Auf der Fachmesse SPS/IPC/Drives in Nürnberg 2006 knüpfte Melhorn deshalb erstmals Kontakte zur Tele Haase Steuergeräte GmbH aus Wien und beschloss, deren Überwachungssystem WatchDog pro mit verschiedenen Frequenzumrichtertypen im Einsatz an der Spinnanlage zu testen. Schnell zeigte sich, dass sich mit den Modulen der Strom der Antriebsmotoren außergewöhnlich exakt überwachen lässt, erzählt Melhorn: »Wir haben die Tests mit WatchDogs bei zwei Frequenzumformern verschiedener Hersteller durchgeführt, und die Fehlerrate bei den Messwerten liegt nun unter einem Prozent; das war früher unmöglich.« Insgesamt lasse sich der Lauf der Antriebe mit dem intelligenten Überwachungssystem viel exakter steuern als bisher, freut sich Melhorn und stellt fest: »Das sichert eine hundertprozentig einwandfreie Faserqualität.«

Nach einem ausgiebigen Testlauf wurde das Überwachungssystem von Tele bei Lenzing inzwischen in den Vollbetrieb überführt und gewährleistet eine zuverlässige Messung der Ströme der Antriebsmotoren der Spinnmaschinen. Doch damit ist die Zusammenarbeit beider Unternehmen noch nicht am Ende, erzählt Melhorn: »In Zukunft sind auch Leistungsmessungen denkbar.« Besonders vorteilhaft ist für ihn dabei, dass sich das System mit dem störungsunempfindlichen Profibus-System betreiben lässt.

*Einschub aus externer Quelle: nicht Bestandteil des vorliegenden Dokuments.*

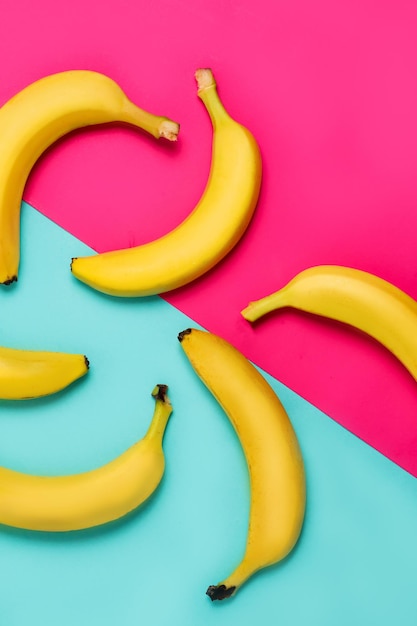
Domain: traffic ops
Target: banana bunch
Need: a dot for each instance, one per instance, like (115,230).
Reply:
(210,231)
(51,108)
(92,498)
(353,297)
(270,445)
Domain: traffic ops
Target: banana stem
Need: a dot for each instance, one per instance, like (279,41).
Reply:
(258,308)
(163,409)
(155,125)
(207,92)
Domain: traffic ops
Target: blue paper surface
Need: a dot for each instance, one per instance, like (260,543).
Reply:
(354,564)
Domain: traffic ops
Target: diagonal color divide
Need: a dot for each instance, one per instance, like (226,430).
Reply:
(358,549)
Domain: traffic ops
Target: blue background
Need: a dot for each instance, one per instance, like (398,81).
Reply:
(354,564)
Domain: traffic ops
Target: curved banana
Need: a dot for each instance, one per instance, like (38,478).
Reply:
(354,297)
(40,114)
(28,374)
(92,498)
(271,449)
(210,231)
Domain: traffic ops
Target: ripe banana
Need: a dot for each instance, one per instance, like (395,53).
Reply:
(354,297)
(209,232)
(92,498)
(271,448)
(28,374)
(40,114)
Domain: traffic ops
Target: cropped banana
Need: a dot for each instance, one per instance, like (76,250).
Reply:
(209,232)
(35,118)
(273,455)
(354,297)
(28,374)
(92,498)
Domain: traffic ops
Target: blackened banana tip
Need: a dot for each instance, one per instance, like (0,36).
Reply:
(219,592)
(183,333)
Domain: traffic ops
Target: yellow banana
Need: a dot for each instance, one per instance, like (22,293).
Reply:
(209,232)
(92,498)
(40,114)
(354,297)
(28,374)
(271,449)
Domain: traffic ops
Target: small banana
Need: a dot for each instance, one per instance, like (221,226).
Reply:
(271,448)
(92,498)
(40,114)
(28,374)
(209,232)
(354,297)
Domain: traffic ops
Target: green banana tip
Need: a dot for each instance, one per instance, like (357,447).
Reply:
(183,333)
(10,280)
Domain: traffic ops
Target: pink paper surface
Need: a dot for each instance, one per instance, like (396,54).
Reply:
(330,92)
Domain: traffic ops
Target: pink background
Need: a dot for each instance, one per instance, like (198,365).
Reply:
(329,89)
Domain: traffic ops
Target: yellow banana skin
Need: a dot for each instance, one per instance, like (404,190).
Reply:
(28,374)
(270,445)
(210,231)
(92,498)
(354,297)
(39,115)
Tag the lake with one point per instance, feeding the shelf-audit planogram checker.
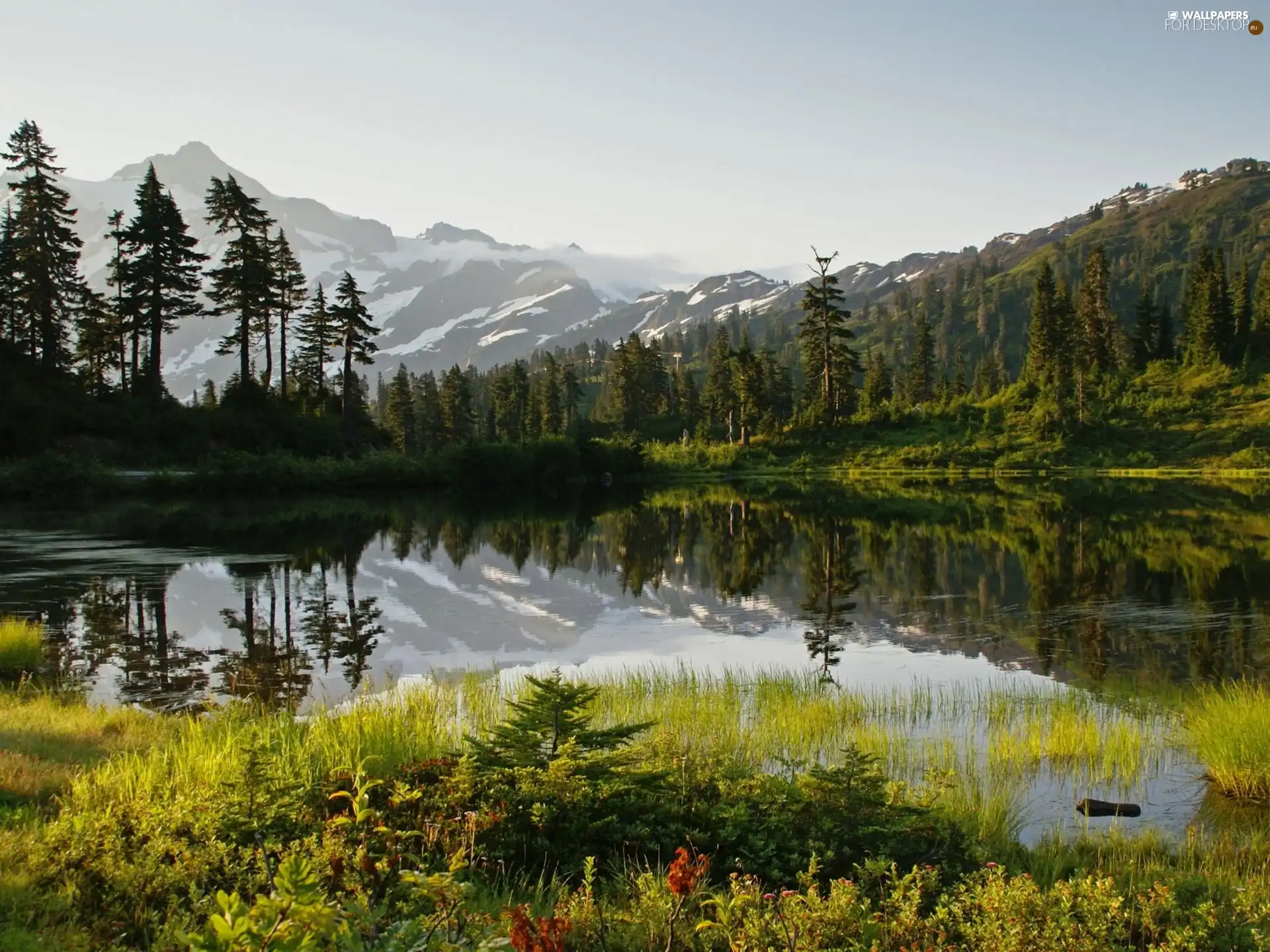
(1132, 587)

In Zukunft sollen am Standort Lenzing auch andere Antriebe, bei denen keine Rückmeldungen über die Frequenzumrichter kommen, mit dem Überwachungssystem WatchDog pro gesteuert werden. Angedacht ist dabei unter anderem der Einsatz einer Leistungsmessung in der Trockneranlage, wo zirka 40 Gebläsemotoren im Einsatz sind. Für Melhorn ist jedenfalls klar, dass sich die Zusammenarbeit mit den Steuerungsspezialisten aus Wien gelohnt hat: »Das Überwachungssystem WatchDog pro bietet für Lenzing nicht nur klare funktionelle Vorteile gegenüber den bisherigen Lösungen, sondern stellt auch eine kostengünstige Alternative zum früheren Analogsystem dar.«

Stefan Diem, Tele Haase Steuergeräte

Fakten

- Die 1963 gegründete Tele Haase GmbH in Wien ist einer der Pioniere auf dem Gebiet der Überwachungstechnologie.

- Das Familienunternehmen entwickelt unter anderem Überwachungs- und Zeitrelais sowie Steuerungen.

- Das Überwachungssystem Watchdog pro verbindet klassische Überwachungsfunktionen mit den Kommunikationsmöglichkeiten von Feldbussen.